In any discussion on Gay Marriage, the person arguing in support of it is likely to argue that Gay Marriage is inevitable – because the current group of college-age Americans slightly favors it. Those supporting “marriage equality” (which, as I’ve argued, already exists – no American is allowed to marry a member of the same sex, and all are free to marry any member of the opposite gender) believe – or want us to believe – that, since it is inevitable, we should just allow it now and move on.
But do today’s young adults really support Gay Marriage? Well, yes and no. In the literal, polling-question sense, yes – those currently between the age of 18 and 30 favor Gay Marriage by a small margin. But speaking from experience, this support is not so much “support” as it is disinterest in the issue altogether. There is no broad advocacy for Gay Marriage among mainstream twenty-somethings – those who support it do so largely because they don’t believe it effects them, and simply cannot be brought to care about the large effects on society. As I said, this is speaking from experience. Having been in several current-events or government-themed classes, we’ve been asked our position on the issue. Sure, half the hands go up, maybe even a few more than half, but its in an extremely half-hearted manner. Asked to defend their view, most who support Gay Marriage will give an unconvincing “why not?”. There is no passion, no dedication, no concern whether things unfold in one way or the other. Unlike those who believe in traditional families, who are usually able to back up their views either with deep moral and religious opinions, or else a logical social argument (for example, traditional families are the building blocks of our society) – there is no such depth to the views of those who are content to see Gay Marriage permitted.

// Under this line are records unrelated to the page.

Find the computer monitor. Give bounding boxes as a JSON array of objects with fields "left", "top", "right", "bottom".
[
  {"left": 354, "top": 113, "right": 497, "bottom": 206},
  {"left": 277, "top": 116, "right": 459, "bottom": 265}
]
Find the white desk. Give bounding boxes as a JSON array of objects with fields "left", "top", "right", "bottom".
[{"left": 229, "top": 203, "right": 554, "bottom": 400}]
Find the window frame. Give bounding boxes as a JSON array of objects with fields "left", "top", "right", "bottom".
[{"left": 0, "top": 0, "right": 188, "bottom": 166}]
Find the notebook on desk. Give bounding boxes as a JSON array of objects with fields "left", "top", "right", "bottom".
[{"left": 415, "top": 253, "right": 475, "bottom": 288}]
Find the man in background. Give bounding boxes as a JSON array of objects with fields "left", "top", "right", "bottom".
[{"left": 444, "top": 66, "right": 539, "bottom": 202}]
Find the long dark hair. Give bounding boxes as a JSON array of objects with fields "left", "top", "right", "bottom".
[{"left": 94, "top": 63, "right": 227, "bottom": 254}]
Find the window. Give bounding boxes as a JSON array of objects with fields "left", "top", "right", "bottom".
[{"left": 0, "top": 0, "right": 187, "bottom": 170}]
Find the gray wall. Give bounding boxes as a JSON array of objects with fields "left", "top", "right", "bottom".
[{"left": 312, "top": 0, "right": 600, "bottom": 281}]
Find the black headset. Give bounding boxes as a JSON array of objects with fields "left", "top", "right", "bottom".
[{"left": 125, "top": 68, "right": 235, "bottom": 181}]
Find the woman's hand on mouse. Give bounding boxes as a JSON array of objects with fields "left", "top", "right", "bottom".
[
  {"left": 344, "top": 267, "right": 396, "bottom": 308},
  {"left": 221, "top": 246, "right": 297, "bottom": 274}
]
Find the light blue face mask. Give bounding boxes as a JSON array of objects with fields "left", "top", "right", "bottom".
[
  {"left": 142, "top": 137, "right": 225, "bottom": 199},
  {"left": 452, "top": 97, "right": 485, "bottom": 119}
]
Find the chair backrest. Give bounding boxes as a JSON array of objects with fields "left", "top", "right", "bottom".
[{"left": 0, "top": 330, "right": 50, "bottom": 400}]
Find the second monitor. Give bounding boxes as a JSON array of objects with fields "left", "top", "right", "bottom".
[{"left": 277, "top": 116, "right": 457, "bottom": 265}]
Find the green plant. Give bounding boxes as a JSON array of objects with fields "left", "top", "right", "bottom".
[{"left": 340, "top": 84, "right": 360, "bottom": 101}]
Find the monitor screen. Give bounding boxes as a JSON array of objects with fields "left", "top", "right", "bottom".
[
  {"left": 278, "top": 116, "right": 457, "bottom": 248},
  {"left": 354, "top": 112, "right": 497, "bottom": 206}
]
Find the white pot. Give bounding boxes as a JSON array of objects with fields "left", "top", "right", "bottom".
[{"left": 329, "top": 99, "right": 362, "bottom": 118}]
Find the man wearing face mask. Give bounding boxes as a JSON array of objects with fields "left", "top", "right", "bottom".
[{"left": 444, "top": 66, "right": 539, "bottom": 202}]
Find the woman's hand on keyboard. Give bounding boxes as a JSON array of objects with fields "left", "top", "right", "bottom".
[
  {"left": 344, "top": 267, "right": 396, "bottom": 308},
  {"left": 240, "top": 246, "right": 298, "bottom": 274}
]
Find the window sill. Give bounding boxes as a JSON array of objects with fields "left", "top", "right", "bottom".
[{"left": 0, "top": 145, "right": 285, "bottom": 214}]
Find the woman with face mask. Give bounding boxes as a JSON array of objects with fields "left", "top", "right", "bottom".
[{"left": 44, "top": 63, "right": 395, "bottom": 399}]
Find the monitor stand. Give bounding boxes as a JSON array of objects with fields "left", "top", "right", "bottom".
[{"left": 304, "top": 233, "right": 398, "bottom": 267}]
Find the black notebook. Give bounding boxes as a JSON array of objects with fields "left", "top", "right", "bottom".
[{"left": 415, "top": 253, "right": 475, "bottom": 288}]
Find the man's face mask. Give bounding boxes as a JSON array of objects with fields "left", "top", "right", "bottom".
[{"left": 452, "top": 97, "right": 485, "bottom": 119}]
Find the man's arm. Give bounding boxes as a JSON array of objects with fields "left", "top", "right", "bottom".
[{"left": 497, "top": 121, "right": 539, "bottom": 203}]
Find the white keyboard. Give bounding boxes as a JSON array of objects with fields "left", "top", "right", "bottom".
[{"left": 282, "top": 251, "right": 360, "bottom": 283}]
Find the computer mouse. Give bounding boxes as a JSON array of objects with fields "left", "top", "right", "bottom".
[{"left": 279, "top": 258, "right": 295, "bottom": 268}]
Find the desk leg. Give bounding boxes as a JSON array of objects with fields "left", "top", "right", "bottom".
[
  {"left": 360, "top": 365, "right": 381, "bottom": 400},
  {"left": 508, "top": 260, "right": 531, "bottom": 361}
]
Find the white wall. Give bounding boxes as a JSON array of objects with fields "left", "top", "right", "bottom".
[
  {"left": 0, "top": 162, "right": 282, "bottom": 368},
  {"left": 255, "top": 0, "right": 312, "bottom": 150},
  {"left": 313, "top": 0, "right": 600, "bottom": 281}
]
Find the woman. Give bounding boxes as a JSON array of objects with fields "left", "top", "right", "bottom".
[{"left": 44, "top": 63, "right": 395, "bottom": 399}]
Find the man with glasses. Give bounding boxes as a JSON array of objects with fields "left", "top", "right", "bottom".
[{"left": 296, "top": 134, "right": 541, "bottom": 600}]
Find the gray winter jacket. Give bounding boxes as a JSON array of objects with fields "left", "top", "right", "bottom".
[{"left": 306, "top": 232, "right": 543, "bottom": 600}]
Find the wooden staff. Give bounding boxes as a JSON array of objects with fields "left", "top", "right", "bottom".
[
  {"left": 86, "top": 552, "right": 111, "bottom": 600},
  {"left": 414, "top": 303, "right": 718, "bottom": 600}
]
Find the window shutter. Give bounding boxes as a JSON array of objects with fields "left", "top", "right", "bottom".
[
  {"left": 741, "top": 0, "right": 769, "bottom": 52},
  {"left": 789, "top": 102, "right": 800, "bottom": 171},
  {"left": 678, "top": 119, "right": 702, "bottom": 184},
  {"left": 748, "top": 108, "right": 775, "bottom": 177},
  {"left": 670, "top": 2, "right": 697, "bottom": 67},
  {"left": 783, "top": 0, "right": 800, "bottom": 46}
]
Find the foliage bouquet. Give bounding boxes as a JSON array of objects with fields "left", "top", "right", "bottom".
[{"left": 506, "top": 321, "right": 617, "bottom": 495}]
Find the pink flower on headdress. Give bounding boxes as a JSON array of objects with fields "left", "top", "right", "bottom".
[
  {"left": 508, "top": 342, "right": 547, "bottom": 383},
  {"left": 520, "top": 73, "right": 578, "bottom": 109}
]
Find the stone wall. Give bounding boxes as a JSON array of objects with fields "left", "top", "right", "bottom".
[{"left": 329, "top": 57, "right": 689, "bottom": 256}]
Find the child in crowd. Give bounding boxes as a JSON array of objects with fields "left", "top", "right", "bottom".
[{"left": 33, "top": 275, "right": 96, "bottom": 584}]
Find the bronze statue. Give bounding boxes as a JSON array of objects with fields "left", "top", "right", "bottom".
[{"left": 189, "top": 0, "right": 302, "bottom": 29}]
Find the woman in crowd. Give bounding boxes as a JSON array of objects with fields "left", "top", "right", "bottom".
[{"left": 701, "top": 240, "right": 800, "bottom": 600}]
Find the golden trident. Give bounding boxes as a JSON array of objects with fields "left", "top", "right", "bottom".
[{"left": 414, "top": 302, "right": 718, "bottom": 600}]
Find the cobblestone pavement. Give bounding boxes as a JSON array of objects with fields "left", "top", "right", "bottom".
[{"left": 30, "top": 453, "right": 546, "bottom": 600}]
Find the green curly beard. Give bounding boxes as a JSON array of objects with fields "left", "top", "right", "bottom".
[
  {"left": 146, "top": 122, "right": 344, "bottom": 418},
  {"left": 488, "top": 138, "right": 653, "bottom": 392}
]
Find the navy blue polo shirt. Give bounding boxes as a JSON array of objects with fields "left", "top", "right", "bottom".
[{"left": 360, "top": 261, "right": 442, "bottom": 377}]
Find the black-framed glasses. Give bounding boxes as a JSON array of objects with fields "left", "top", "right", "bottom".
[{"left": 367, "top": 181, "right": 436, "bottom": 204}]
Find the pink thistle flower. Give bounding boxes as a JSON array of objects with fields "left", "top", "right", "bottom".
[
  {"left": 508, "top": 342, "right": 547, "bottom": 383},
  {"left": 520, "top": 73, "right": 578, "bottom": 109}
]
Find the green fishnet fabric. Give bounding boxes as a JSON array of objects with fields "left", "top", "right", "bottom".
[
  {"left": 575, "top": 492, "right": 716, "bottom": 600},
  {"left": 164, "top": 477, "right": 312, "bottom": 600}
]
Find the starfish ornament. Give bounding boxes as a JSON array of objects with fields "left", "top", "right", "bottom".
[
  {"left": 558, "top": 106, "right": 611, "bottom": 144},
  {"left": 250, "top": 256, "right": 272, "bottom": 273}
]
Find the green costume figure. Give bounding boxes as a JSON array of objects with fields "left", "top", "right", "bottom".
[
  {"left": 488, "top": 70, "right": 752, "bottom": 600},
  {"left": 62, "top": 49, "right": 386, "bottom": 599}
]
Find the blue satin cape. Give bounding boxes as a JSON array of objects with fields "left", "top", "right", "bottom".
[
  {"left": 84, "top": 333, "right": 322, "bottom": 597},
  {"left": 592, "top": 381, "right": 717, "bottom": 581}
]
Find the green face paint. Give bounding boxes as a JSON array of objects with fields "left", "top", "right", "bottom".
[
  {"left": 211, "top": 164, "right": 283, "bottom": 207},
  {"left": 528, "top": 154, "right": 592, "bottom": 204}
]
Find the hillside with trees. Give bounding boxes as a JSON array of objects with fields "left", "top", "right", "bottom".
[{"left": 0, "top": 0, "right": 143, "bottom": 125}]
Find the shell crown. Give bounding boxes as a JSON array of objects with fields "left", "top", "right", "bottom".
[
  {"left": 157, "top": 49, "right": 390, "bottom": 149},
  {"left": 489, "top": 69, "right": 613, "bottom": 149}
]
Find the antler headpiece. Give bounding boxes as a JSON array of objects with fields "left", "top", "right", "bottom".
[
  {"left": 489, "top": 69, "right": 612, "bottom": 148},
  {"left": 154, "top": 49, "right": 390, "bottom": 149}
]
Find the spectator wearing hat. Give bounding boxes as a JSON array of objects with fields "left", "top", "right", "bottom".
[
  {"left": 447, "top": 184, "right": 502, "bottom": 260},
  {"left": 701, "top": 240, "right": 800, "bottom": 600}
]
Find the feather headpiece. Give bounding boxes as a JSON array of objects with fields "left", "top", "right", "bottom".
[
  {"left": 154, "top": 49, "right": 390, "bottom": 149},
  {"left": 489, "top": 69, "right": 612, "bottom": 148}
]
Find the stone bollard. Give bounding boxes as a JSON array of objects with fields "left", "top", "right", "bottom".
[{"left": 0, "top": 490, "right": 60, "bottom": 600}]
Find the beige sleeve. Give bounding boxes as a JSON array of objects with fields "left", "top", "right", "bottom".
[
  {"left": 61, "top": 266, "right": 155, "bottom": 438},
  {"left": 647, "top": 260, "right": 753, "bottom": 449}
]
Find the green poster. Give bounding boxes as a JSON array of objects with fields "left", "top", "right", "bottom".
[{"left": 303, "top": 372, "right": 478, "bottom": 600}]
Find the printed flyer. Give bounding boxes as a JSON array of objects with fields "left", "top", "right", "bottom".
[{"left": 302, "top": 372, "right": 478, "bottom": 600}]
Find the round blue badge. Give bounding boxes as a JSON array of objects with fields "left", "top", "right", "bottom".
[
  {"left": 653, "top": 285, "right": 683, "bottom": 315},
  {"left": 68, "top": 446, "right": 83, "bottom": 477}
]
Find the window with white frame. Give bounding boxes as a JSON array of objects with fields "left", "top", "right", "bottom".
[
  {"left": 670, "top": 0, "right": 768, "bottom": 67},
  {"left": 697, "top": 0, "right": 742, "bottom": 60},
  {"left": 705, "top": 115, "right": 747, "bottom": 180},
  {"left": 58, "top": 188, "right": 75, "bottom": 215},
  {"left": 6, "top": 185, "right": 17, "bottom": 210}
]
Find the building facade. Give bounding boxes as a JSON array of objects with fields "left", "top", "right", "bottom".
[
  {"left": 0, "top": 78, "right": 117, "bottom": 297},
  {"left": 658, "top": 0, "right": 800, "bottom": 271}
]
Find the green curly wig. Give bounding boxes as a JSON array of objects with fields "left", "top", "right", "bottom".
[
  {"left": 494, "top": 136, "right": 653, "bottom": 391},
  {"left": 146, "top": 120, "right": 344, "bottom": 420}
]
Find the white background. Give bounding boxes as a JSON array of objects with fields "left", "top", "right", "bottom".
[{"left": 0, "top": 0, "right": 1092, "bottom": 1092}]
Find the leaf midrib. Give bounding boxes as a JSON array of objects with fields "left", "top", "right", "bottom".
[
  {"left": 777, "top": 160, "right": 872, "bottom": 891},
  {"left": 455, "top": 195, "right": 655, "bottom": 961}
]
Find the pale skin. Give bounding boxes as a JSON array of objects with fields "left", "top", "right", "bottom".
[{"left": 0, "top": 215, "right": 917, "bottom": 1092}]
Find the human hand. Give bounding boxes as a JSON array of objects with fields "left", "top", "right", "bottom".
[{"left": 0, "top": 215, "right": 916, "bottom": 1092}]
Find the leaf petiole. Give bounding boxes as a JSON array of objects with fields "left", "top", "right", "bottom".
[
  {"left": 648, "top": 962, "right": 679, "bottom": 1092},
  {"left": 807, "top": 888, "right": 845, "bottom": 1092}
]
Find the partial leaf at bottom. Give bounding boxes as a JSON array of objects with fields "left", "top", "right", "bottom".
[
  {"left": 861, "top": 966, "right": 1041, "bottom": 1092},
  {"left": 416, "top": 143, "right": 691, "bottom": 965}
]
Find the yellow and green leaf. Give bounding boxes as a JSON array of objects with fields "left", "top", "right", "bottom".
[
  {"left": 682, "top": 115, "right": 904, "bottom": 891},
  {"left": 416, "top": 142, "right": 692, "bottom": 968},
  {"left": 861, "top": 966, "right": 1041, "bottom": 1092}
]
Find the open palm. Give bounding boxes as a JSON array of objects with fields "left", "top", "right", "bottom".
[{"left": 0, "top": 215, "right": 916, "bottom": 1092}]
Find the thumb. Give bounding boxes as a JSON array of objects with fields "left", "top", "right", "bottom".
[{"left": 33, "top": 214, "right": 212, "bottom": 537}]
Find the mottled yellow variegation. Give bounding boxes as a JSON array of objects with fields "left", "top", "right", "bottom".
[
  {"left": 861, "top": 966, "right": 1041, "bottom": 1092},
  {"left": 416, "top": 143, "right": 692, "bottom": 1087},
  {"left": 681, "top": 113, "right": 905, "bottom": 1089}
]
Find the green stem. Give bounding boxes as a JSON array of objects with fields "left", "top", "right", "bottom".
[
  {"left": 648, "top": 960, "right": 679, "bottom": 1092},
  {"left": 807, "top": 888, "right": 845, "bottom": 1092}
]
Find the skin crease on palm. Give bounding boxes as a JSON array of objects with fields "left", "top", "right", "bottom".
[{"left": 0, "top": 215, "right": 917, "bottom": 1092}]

This does two things – firstly, it demonstrates the dangers of an apathetic populace. If people cannot be brought to care about the preservation of traditional American values and traditional American society, then radical, liberal, and/or destructive causes of all kinds will run rampant across this country. At the same time, it suggests that, even if we get to the point that a majority of Americans support Gay Marriage (which may or may not happen – young people generally become more religious and more conservative as they age, and its entirely likely the current generation will follow the same path), it could still be decades after that point before any Gay Marriage will be permitted by a vote of the people. Why? Because in general, the people who vote are the people who care, and those who oppose Gay Marriage are both far more committed and more numerous than those simply content to allow it to come into being.